İstanbul'daki Çam ve Sakura Şehir Hastanesi’nde yoğun bakımda tedavi gören 9 yaşındaki ağır zihinsel ve bedensel engelli bir çocuğa yönelik cinsel istismar bulgularının tespit edilmesinin ardından 26 kişi hakkında soruşturma başlatıldı. 
Soruşturmaya dair haberlerin ardından Sağlık Bakanlığı’ndan yazılı bir açıklama yapıldı.
Bakanlık tarafından yapılan açıklamada şu ifadeler kullanıldı: 'Bazı basın yayın organlarında yer alan 'devlet hastanesinde cinsel istismar' başlıklı habere ilişkin açıklama yapma gereği hasıl olmuştur. Hekimlerimiz tarafından muayene esnasında tespit edilen şüpheli durumla ilgili ivedi harekete geçilmiş ve incelemeci atanmıştır. Ayrıca söz konusu şüpheli durum, derhal adli makamlar ile Aile ve Sosyal Hizmetler İl Müdürlüğü ile paylaşılmıştır. Sağlık Bakanlığı olarak konuyla ilgili yürümekte olan adli ve idari süreçleri titizlikle takip ediyoruz. Konuyla ilgili gelişmeler şeffaf bir şekilde kamuoyu ile paylaşılacaktır. Kamuoyuna saygıyla duyurulur.”
Bu olay son derece ciddi ve sarsıcıdır. İstanbul’daki Çam ve Sakura Şehir Hastanesi’nde yoğun bakımda tedavi gören, ağır zihinsel ve bedensel engelli 9 yaşındaki bir çocuğa yönelik cinsel istismar iddiaları, yalnızca bireysel suçları değil, aynı zamanda sistemsel ihmalleri de gündeme getiriyor.

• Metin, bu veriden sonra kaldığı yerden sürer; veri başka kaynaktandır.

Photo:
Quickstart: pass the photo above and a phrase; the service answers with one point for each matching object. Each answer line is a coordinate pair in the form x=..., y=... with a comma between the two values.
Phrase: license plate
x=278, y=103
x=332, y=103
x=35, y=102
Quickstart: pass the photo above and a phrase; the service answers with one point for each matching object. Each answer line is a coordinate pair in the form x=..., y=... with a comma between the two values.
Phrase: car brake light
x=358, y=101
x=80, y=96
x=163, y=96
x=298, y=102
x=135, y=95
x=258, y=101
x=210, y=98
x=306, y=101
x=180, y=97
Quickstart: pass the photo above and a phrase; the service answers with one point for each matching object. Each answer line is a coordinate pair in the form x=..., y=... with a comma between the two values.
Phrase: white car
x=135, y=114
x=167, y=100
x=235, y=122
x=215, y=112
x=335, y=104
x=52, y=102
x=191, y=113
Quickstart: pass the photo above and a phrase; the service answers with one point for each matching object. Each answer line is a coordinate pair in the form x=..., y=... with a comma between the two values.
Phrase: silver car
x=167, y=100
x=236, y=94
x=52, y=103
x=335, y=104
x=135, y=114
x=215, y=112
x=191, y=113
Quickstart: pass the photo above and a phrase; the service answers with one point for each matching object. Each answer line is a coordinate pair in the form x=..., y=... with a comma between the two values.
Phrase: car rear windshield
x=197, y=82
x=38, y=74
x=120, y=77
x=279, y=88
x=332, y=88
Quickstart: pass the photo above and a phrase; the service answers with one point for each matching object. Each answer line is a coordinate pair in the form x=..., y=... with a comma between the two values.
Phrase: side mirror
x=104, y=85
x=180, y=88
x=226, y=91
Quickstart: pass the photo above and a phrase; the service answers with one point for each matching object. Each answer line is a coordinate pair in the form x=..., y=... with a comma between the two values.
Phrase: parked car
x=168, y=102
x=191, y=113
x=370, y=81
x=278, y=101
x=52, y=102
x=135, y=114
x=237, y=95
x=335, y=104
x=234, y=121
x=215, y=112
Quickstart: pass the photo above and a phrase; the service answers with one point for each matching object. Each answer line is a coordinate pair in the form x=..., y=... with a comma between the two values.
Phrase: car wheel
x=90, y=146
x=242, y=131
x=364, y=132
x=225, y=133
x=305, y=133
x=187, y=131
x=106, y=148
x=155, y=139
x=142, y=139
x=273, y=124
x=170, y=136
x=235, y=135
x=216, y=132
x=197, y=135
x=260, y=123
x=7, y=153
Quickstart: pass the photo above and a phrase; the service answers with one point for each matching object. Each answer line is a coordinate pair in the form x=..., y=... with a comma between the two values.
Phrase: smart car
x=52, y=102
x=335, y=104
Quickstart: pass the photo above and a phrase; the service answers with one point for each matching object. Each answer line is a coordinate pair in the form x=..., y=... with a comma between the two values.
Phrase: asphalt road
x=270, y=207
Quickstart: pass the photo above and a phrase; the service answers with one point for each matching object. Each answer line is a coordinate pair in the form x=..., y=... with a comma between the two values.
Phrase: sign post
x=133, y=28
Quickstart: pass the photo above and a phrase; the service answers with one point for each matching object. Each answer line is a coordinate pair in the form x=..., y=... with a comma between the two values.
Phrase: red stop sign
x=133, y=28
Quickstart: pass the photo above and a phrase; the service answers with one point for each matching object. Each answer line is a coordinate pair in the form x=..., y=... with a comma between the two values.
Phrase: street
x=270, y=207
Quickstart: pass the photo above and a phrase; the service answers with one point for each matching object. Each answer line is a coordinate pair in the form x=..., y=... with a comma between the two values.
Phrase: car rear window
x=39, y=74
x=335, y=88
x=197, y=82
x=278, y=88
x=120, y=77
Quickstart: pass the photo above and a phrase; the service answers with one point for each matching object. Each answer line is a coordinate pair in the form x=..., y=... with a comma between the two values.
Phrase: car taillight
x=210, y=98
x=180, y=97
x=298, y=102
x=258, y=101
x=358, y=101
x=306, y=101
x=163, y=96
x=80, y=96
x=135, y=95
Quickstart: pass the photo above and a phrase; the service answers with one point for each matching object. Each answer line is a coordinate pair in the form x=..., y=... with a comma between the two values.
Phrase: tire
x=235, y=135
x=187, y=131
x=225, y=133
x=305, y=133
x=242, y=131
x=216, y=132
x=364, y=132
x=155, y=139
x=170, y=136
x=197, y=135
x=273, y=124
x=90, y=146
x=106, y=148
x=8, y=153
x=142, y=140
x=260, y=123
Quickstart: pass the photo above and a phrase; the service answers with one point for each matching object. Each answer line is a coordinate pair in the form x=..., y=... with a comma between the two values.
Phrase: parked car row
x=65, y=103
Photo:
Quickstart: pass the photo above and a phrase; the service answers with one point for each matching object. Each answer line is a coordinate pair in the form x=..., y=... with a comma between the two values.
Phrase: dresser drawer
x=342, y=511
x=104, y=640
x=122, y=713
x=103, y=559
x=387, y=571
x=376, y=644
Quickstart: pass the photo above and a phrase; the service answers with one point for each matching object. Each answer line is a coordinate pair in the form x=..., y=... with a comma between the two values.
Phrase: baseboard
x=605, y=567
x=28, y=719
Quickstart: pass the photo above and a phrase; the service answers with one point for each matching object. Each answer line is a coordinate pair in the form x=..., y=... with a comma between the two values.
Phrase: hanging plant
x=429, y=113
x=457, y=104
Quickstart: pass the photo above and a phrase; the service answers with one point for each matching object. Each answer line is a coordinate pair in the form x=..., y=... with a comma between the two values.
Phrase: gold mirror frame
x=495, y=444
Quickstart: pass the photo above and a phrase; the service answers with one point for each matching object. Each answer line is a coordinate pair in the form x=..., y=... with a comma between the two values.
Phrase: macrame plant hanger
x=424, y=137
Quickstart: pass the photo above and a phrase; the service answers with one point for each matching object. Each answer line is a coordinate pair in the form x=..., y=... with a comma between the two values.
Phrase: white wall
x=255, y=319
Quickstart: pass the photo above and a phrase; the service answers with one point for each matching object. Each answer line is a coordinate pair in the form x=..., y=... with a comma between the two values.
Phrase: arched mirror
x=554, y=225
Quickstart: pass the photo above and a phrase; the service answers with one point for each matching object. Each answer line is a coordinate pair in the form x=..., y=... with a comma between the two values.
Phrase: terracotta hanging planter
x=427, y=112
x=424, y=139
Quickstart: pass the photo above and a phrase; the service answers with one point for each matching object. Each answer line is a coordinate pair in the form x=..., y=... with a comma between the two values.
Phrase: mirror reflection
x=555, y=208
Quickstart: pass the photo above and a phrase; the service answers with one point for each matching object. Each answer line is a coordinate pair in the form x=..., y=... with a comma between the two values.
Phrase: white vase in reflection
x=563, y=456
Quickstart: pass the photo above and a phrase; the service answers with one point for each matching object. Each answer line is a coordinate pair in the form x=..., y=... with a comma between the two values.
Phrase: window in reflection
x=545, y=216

Olayın ardından 26 kişi hakkında soruşturma başlatılmış olması, durumun çok yönlü incelendiğini gösteriyor.

Bu tür vakalar:

Kurum içi denetim eksikliklerini, güvenlik zaaflarını ve savunmasız bireylerin korunmasındaki sistemsel açıkları gözler önüne seriyor.
Kamuoyunun duyarlılığı ve medyanın takibi, bu tür olayların üzerinin örtülmemesi adına büyük önem taşıyor. Adaletin en kısa sürede tecelli etmesi ve benzer olayların önlenmesi için gereken önlemlerin alınması hayati önemdedir.